Wenn du deinen Wohnwagen in der Nähe hast, schaue im Winter alle vier bis sechs Wochen nach dem Rechten: Lüften, Entfeuchter prüfen, den allgemeinen Zustand checken. Das dauert nur zehn Minuten und kann teure Schäden verhindern.

Abdeckung und Stellplatzwahl

Die Frage „Plane oder keine Plane?" spaltet die Camper-Community. Grundsätzlich gilt: Eine gute, atmungsaktive Schutzhülle schützt den Wohnwagen vor Verschmutzung, UV-Strahlung und Baumharz. Billige Planen aus dem Baumarkt sind allerdings kontraproduktiv – sie stauen Feuchtigkeit und scheuern bei Wind über den Lack.

Wenn du in eine Abdeckung investierst, achte auf ein mehrlagiges, atmungsaktives Material mit weicher Innenseite. Die Hülle sollte passgenau sitzen und an den Ecken gepolstert sein. Sturmgurte sorgen dafür, dass sie bei Wind nicht verrutscht.

Die beste Option ist natürlich ein Unterstellplatz – ob Scheune, Halle oder überdachter Stellplatz. Hier ist der Wohnwagen vor Witterung geschützt und du sparst dir die Abdeckung.
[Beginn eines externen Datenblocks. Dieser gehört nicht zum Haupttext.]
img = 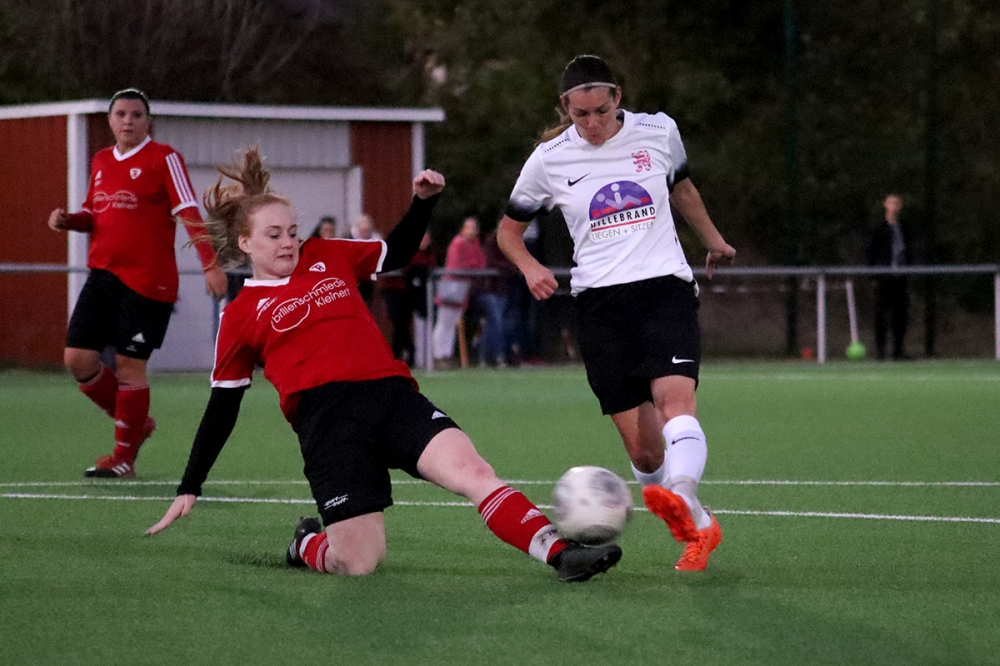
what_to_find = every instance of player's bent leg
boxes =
[611,403,664,474]
[63,347,104,384]
[285,512,386,576]
[417,428,622,582]
[417,428,504,506]
[323,511,386,576]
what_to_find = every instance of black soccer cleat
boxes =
[285,516,323,567]
[549,543,622,583]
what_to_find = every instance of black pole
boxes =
[784,0,799,356]
[924,0,939,357]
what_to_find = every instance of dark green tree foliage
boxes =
[0,0,1000,264]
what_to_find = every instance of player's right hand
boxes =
[49,208,66,231]
[146,495,198,535]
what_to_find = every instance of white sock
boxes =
[663,415,712,530]
[632,456,667,487]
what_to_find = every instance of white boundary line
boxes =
[0,493,1000,525]
[7,479,1000,488]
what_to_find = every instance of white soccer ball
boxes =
[553,466,632,545]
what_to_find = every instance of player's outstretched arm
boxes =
[413,169,444,199]
[146,495,198,535]
[670,178,736,280]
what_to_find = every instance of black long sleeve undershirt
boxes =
[382,194,441,272]
[177,386,247,496]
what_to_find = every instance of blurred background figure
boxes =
[351,213,382,310]
[476,231,520,368]
[432,217,486,362]
[868,193,911,359]
[403,232,437,366]
[310,215,337,238]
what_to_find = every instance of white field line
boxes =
[0,479,1000,488]
[0,481,1000,525]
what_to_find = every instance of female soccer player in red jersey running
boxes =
[49,88,226,478]
[148,149,621,581]
[497,55,736,571]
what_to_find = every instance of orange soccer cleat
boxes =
[674,509,722,571]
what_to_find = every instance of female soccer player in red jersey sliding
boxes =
[148,148,621,581]
[497,55,736,571]
[49,88,226,478]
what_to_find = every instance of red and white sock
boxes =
[299,532,330,573]
[112,384,149,462]
[80,363,118,418]
[479,486,567,563]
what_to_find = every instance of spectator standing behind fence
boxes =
[868,193,911,360]
[147,149,621,581]
[476,231,520,368]
[432,217,486,362]
[499,56,736,571]
[309,215,337,238]
[49,88,227,478]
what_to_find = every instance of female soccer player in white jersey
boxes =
[149,149,621,581]
[498,55,736,571]
[49,88,226,478]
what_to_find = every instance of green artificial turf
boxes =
[0,362,1000,666]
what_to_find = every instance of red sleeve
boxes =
[212,308,257,388]
[164,150,198,215]
[177,207,219,271]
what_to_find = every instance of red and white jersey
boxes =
[507,111,694,295]
[83,137,215,303]
[212,238,413,421]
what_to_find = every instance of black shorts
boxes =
[294,377,458,525]
[66,268,174,361]
[576,276,701,414]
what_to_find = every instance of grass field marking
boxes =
[0,493,1000,525]
[0,479,1000,488]
[712,509,1000,525]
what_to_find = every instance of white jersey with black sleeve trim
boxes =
[506,111,694,295]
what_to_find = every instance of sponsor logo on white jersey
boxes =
[271,277,351,333]
[590,180,656,242]
[323,495,348,509]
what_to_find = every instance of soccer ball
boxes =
[553,466,632,546]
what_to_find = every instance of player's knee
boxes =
[326,546,385,576]
[63,347,101,382]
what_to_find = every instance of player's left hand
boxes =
[146,495,198,535]
[705,243,736,280]
[205,266,227,300]
[413,169,444,199]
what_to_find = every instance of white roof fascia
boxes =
[0,99,445,123]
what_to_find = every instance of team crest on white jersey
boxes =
[632,150,653,173]
[257,297,278,319]
[590,182,656,242]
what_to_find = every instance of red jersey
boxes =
[83,137,215,303]
[212,238,416,422]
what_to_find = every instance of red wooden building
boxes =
[0,100,444,370]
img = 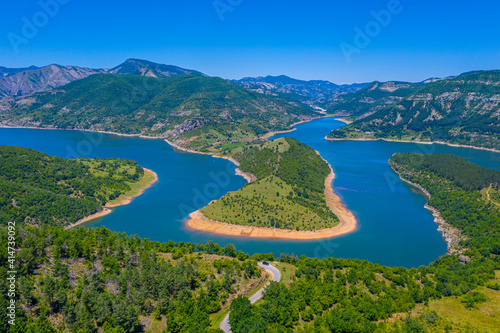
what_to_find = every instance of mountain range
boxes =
[329,70,500,149]
[0,66,38,78]
[328,81,424,119]
[0,59,201,98]
[231,75,368,109]
[0,74,317,150]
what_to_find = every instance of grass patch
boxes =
[429,271,500,332]
[201,176,338,230]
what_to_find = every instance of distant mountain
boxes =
[231,75,366,107]
[329,70,500,149]
[0,65,105,97]
[0,74,316,149]
[328,81,424,119]
[0,59,201,98]
[0,66,38,78]
[107,59,202,78]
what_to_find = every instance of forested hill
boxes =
[329,71,500,149]
[389,153,500,252]
[0,146,144,225]
[327,81,424,119]
[201,138,339,230]
[0,74,317,150]
[231,75,367,109]
[0,148,500,333]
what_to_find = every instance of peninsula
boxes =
[186,138,356,240]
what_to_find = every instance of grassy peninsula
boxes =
[0,146,156,226]
[201,138,339,231]
[0,74,318,152]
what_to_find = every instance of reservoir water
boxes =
[0,118,500,267]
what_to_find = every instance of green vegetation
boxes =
[0,150,500,333]
[329,71,500,149]
[327,81,423,119]
[389,153,500,250]
[0,146,144,225]
[0,74,316,151]
[0,226,261,333]
[201,138,338,230]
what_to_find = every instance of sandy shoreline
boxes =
[260,116,324,140]
[65,168,158,230]
[186,166,357,240]
[325,136,500,153]
[164,139,257,183]
[333,117,352,125]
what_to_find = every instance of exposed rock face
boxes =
[107,59,202,78]
[0,59,201,98]
[0,65,105,97]
[0,66,38,77]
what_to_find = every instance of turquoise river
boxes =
[0,118,500,267]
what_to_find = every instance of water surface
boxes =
[0,118,500,267]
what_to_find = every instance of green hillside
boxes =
[0,146,144,225]
[389,153,500,250]
[201,138,339,230]
[0,151,500,333]
[327,81,423,120]
[329,71,500,149]
[0,74,315,150]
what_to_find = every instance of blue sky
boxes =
[0,0,500,83]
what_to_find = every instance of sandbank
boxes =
[65,168,158,230]
[186,171,357,240]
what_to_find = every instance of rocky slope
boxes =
[232,75,366,108]
[329,70,500,149]
[0,74,317,150]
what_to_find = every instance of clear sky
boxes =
[0,0,500,83]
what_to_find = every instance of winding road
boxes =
[219,263,281,333]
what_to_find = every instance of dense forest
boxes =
[328,71,500,149]
[0,146,144,225]
[201,138,338,230]
[328,81,424,119]
[0,74,317,151]
[390,153,500,256]
[0,151,500,333]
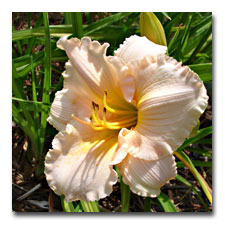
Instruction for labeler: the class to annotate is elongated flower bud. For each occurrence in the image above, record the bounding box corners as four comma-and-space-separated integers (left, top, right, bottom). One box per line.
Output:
140, 12, 167, 46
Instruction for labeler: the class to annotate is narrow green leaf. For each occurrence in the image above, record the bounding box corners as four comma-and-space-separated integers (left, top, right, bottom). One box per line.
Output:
177, 160, 212, 168
162, 12, 171, 20
80, 201, 100, 212
25, 13, 43, 54
168, 26, 180, 55
116, 167, 130, 212
157, 192, 178, 212
144, 197, 151, 212
85, 12, 92, 24
84, 12, 132, 35
71, 12, 83, 38
60, 195, 75, 212
179, 126, 212, 150
185, 147, 212, 158
12, 62, 39, 157
40, 12, 51, 156
174, 150, 212, 204
176, 174, 209, 211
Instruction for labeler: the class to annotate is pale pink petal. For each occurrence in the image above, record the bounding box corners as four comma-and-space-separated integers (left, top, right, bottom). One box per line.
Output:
48, 62, 102, 131
111, 128, 173, 165
108, 56, 135, 102
115, 35, 167, 63
124, 55, 208, 160
117, 154, 176, 197
57, 37, 132, 105
45, 121, 117, 202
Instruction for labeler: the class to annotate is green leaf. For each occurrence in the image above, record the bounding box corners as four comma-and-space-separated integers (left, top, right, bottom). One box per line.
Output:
157, 192, 178, 212
80, 201, 100, 212
144, 197, 151, 212
174, 149, 212, 204
177, 160, 212, 168
176, 174, 209, 211
40, 12, 51, 156
71, 12, 83, 38
116, 167, 130, 212
179, 126, 212, 150
189, 63, 212, 82
84, 12, 132, 35
60, 195, 75, 212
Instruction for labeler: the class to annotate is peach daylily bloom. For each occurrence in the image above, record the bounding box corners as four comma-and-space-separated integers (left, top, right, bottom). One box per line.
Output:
45, 35, 208, 202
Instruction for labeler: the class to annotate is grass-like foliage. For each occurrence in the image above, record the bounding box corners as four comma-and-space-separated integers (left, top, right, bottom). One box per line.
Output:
12, 12, 212, 212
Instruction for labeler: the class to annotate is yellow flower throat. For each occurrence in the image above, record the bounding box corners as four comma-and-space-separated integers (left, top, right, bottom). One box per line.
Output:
72, 91, 137, 131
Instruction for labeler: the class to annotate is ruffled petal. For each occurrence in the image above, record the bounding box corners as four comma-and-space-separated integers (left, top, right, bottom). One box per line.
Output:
117, 154, 176, 197
57, 37, 133, 105
48, 59, 102, 131
115, 35, 167, 63
124, 55, 208, 160
45, 122, 117, 202
111, 128, 173, 165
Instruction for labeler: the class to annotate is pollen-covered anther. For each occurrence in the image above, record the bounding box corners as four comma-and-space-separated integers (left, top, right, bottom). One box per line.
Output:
103, 91, 137, 115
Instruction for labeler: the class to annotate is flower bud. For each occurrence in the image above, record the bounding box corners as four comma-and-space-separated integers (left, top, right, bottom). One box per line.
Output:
140, 12, 167, 46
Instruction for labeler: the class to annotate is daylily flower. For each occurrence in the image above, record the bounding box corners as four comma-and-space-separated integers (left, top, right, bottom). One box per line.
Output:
45, 35, 208, 201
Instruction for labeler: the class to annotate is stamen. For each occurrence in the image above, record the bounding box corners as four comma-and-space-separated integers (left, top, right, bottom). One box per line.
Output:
103, 91, 137, 114
90, 120, 106, 131
72, 114, 91, 125
103, 108, 137, 130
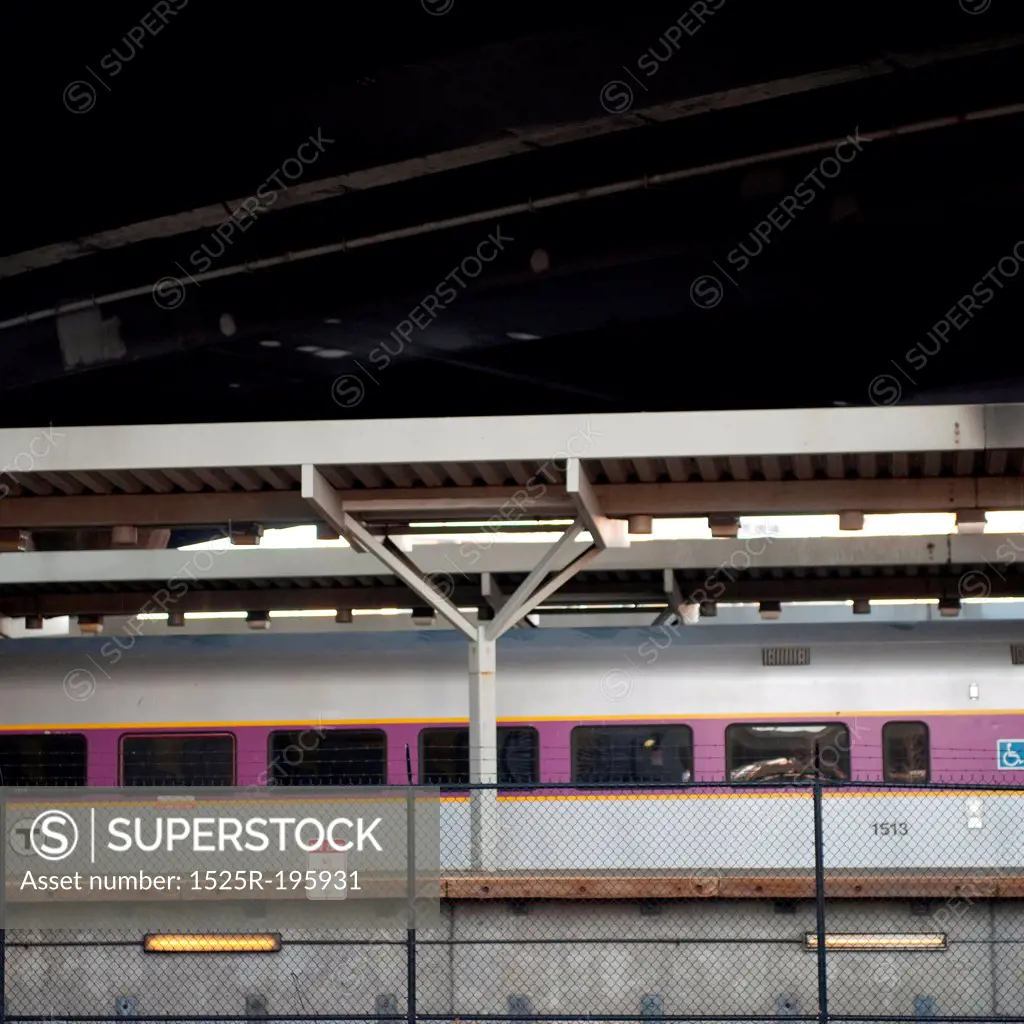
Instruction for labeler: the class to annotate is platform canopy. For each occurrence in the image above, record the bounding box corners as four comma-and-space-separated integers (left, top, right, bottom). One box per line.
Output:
0, 406, 1024, 616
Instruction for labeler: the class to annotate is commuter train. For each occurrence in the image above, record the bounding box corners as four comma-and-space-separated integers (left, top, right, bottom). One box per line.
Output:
0, 622, 1024, 1018
0, 623, 1024, 792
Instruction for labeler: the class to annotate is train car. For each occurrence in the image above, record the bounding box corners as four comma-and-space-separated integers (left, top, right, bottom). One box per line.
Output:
0, 623, 1024, 1017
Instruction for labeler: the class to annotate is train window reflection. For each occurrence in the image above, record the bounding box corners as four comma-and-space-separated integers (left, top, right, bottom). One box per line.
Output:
0, 732, 86, 785
420, 726, 540, 785
572, 725, 693, 785
725, 723, 850, 782
267, 729, 387, 785
121, 732, 234, 785
882, 722, 931, 782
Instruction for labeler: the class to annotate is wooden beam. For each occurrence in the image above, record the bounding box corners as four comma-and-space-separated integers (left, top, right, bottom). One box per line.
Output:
441, 871, 1024, 900
0, 477, 1024, 529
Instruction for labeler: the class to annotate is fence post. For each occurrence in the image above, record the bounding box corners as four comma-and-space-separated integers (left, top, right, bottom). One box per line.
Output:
814, 781, 828, 1024
401, 786, 416, 1024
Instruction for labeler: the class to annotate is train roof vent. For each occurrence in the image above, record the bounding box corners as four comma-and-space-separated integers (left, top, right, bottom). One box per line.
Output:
761, 647, 811, 667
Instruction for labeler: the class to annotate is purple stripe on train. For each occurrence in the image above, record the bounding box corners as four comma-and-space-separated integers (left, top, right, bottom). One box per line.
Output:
5, 715, 1024, 785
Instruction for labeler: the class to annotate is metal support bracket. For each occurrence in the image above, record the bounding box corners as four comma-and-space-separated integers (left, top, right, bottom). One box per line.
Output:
651, 569, 700, 626
302, 463, 477, 640
565, 459, 630, 551
480, 572, 537, 629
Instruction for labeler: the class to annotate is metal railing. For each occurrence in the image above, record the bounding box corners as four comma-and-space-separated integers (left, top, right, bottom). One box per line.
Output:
0, 781, 1024, 1024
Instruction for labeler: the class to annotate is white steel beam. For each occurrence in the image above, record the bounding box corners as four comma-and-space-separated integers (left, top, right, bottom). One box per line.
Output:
487, 519, 600, 640
6, 532, 1024, 589
302, 465, 476, 639
480, 572, 537, 628
6, 476, 1024, 531
486, 544, 602, 640
0, 404, 1024, 473
469, 625, 501, 869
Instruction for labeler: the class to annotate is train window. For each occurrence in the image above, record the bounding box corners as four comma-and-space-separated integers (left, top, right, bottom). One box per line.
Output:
725, 723, 850, 782
0, 732, 86, 785
121, 732, 234, 785
572, 725, 693, 784
882, 722, 931, 782
268, 729, 387, 785
420, 726, 540, 785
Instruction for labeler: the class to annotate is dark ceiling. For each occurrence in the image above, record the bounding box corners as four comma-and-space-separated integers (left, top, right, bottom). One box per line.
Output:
0, 0, 1024, 426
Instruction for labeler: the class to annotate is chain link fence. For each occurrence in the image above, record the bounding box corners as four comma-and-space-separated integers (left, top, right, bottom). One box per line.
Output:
0, 780, 1024, 1024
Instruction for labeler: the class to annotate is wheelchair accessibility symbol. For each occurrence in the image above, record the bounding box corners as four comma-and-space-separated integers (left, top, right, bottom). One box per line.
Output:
997, 739, 1024, 771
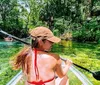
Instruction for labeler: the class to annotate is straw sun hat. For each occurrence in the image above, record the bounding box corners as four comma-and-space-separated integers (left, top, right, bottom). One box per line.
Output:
29, 27, 61, 43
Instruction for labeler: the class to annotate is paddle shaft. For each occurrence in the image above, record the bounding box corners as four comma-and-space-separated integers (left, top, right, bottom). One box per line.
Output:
0, 30, 31, 45
0, 30, 93, 73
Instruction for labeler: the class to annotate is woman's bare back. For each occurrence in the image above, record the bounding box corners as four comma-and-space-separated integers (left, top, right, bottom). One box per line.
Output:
26, 51, 57, 85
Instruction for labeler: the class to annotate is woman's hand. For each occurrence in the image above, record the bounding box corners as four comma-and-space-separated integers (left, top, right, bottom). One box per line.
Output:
65, 59, 72, 66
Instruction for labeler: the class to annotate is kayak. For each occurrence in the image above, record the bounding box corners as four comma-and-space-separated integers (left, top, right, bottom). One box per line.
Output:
6, 65, 93, 85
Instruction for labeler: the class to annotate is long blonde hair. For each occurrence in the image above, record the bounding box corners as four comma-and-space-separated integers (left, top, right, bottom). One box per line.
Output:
10, 46, 30, 70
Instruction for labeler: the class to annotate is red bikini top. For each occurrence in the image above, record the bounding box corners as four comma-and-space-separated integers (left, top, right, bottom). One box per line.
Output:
28, 48, 54, 85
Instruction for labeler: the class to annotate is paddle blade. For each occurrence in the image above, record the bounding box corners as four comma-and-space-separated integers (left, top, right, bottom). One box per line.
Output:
93, 71, 100, 80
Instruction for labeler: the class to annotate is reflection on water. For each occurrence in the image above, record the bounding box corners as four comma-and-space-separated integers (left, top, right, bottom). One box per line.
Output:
0, 41, 23, 48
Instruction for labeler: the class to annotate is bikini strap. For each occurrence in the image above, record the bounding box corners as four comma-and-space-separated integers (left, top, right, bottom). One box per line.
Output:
34, 48, 39, 80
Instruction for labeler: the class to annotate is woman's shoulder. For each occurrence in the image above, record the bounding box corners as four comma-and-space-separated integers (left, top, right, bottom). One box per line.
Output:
49, 53, 60, 60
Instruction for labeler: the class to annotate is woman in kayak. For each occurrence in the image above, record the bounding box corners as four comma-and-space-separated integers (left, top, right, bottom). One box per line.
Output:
14, 27, 72, 85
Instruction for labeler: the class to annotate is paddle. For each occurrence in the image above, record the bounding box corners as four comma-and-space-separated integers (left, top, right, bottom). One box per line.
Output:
0, 29, 100, 80
0, 29, 31, 45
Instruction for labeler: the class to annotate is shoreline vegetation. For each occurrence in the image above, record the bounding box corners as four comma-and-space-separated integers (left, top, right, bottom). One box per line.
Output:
0, 42, 100, 85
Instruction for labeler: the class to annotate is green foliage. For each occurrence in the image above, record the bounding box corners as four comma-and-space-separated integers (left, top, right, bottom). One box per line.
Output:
73, 17, 100, 43
52, 41, 100, 85
0, 42, 22, 85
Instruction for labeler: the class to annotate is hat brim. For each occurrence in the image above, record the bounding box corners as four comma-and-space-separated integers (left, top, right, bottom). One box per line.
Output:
47, 36, 61, 43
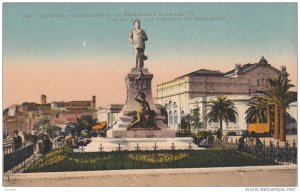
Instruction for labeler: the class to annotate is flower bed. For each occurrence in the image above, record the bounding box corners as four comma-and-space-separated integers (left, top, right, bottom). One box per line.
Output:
26, 147, 276, 172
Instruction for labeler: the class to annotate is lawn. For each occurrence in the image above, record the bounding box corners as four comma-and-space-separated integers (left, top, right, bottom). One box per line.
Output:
26, 147, 276, 172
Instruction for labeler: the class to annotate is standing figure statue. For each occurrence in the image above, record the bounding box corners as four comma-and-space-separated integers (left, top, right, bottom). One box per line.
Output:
128, 20, 148, 69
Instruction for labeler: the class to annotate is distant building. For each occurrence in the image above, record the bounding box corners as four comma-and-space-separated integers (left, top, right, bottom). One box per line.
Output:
3, 95, 97, 134
156, 57, 296, 133
97, 104, 124, 127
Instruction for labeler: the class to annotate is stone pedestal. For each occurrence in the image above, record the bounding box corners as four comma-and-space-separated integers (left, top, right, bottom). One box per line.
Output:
107, 68, 175, 138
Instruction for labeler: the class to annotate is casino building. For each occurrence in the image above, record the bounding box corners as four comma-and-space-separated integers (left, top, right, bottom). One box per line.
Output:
156, 57, 296, 134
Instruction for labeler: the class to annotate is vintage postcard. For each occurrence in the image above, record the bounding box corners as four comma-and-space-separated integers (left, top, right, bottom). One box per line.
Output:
2, 2, 298, 191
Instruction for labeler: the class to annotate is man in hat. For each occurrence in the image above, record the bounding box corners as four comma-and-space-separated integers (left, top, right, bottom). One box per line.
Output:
128, 20, 148, 69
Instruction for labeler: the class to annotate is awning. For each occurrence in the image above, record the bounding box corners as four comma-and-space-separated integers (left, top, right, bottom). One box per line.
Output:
92, 121, 107, 130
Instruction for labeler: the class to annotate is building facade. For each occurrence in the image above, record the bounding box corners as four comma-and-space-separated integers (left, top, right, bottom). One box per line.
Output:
156, 57, 288, 134
3, 95, 97, 135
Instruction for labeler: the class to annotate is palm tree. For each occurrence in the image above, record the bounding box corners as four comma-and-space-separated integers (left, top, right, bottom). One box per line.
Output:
266, 75, 294, 141
245, 95, 274, 128
245, 96, 267, 123
207, 95, 238, 139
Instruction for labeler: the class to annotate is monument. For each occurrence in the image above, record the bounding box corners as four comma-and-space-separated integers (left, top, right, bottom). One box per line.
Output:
85, 20, 197, 152
107, 20, 175, 138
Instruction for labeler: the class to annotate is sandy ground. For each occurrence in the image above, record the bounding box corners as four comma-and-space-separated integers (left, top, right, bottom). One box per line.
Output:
3, 165, 297, 187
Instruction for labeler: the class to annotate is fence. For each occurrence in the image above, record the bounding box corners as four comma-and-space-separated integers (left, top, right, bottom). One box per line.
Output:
222, 138, 297, 164
3, 144, 34, 173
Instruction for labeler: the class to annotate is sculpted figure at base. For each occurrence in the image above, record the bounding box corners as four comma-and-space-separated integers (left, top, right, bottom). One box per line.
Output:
128, 20, 148, 69
128, 92, 156, 129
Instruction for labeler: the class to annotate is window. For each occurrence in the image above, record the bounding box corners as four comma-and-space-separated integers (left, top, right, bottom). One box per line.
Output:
169, 111, 173, 125
173, 102, 178, 109
165, 103, 169, 110
169, 101, 173, 109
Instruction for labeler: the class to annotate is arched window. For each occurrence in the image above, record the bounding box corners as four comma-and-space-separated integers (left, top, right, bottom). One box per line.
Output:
174, 110, 178, 125
169, 111, 173, 125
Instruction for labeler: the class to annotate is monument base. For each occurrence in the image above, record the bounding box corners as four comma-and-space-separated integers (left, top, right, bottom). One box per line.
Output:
80, 137, 205, 152
107, 128, 176, 138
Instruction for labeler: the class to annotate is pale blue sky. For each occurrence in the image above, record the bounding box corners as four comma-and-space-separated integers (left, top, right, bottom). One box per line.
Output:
3, 3, 297, 61
3, 3, 297, 106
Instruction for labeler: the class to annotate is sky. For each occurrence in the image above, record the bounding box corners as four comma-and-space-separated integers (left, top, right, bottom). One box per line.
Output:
2, 3, 297, 108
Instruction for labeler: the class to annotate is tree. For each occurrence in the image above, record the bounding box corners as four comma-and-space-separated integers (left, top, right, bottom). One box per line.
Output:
266, 75, 295, 141
192, 103, 201, 129
207, 95, 238, 139
41, 124, 61, 138
245, 97, 267, 123
76, 114, 98, 134
180, 114, 191, 132
65, 122, 79, 135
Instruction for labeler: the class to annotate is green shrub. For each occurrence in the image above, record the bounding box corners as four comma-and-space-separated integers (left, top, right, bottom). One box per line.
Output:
26, 147, 275, 172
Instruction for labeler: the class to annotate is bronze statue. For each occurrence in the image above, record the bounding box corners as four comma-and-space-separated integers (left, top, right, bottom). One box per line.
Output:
128, 92, 155, 129
128, 20, 148, 69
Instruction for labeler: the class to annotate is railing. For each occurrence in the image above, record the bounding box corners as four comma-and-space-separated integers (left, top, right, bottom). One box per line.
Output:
222, 138, 297, 164
3, 144, 34, 173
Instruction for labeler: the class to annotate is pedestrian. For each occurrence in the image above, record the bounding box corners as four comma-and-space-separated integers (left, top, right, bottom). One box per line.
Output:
13, 130, 22, 150
238, 136, 245, 151
255, 137, 264, 152
65, 133, 74, 147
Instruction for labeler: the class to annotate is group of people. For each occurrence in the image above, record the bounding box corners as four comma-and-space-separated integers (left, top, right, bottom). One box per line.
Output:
238, 136, 263, 151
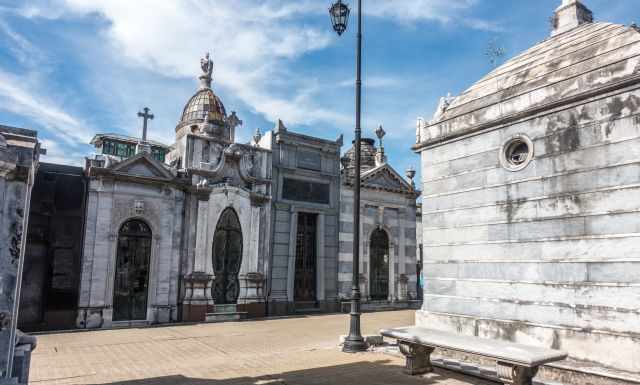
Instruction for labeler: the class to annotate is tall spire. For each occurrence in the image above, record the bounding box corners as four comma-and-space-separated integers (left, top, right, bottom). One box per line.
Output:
551, 0, 593, 36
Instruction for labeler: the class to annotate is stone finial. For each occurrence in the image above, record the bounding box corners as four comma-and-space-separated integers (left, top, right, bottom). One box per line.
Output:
273, 119, 287, 132
551, 0, 593, 36
340, 155, 351, 170
405, 166, 416, 189
416, 117, 425, 144
431, 92, 455, 122
200, 52, 213, 88
376, 124, 387, 141
253, 128, 262, 146
376, 125, 387, 167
Die Kosten für einen Hallenstellplatz liegen je nach Region zwischen 50 und 120 Euro pro Monat, ein Freistellplatz bei 20 bis 50 Euro.

Apropos Heizung: Falls du deinen Wohnwagen auch im Winter nutzen möchtest, statt ihn einzumotten, schau dir meinen Vergleich der gängigen Wohnwagen-Heizungen an. Wintercamping wird immer beliebter – und mit der richtigen Heizung ist das absolut machbar.

Fazit

Deinen Wohnwagen winterfest zu machen ist keine Raketenwissenschaft, aber es erfordert Sorgfalt. Die Wasseranlage komplett zu entleeren ist dabei der absolut wichtigste Schritt – Frostschäden an Leitungen und Boiler sind teuer und ärgerlich. Batterie raus und frostfrei lagern, Reifen entlasten, für Belüftung sorgen und den richtigen Stellplatz wählen – wenn du diese Punkte beherzigst, übersteht dein Wohnwagen den Winter problemlos. Plane dir dafür einen Nachmittag ein, arbeite die Liste systematisch ab, und du kannst im Frühling direkt losrollen, ohne erst in die Werkstatt zu müssen. Gute Winterpause – und bis zur nächsten Saison!